Information Security Analysis and Monitoring

Information Security Analysis and Monitoring

Two main areas are addressed in Information Security Analysis and Monitoring.  The Analysis phase determines the Vulnerabilities, Security Exposures and the Attack Vector against the Enterprise.  Monitoring is a continuous process where all critical systems, including upstream and downstream, and monitored and the logs collated to a central system.

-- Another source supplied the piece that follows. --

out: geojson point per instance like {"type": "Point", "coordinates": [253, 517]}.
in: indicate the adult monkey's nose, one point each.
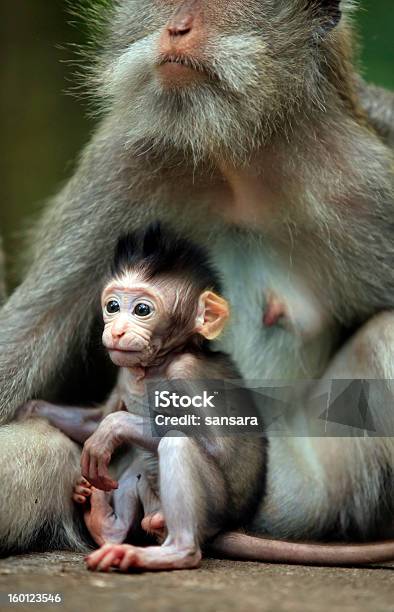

Your biggest threat is internally.  External threat actors uses internal resources to compromise from afar.– SACS

Lower Your Attack Surface:

Active and Passive Security Analysis
Big Data Logging and Analysis
Efficient & Effective Security Controls
Post Review Threat Notification

Security threats evolve continuously and the saying … ‘You do not know what you do not know’ is the crux of the threat matrix.  The best approach is the monitor all key points in network and identify any new unknown device and perform a threat analysis as soon as possible.  This will improve the organisations Security Stance

  • Internal Threats
  • Syndication Threats
  • External Threats
  • Natural Disasters
  • Syndicate
  • Staff

One of the areas that we have seen during frauds is syndication getting involved with staff and using staff to be the conduit to commit the technical steps.  Staff could be approached to share in the takings or staff with financial, gambling, substance abuse or family problems may be leverage.

Current Process

Our Security Monitoring is not limited to the technical attributes of the system such as network devices, logon events but also to social profiles and user behavior.   Using disparate data collated to an intelligent server which can handle different protocols, services and highly scalable.  Many of these services can be housed using appliances with critical notifications monitored via a multitude of devices.  This can be done by your staff or using notification using secure encrypted tunnels to our Secure Operations Centre (SOC).

You can never outsource security but you can co-source it.  Make sure that all areas are covered and that there is a continuous process of knowledge transfer and development of own staff.

  • TCP and UDP scalable services
  • REST Services
  • Store-for-forward ensuring delivery
  • Security-as-a-Service (SaaS)

Technology is not the only solution, but the interaction and the collation of information to realize the threats against your enterprise assets and resources.  It is better to have some monitoring in place and take small steps to a final solution.  Do not wait for fraud to be reason to put a solution together.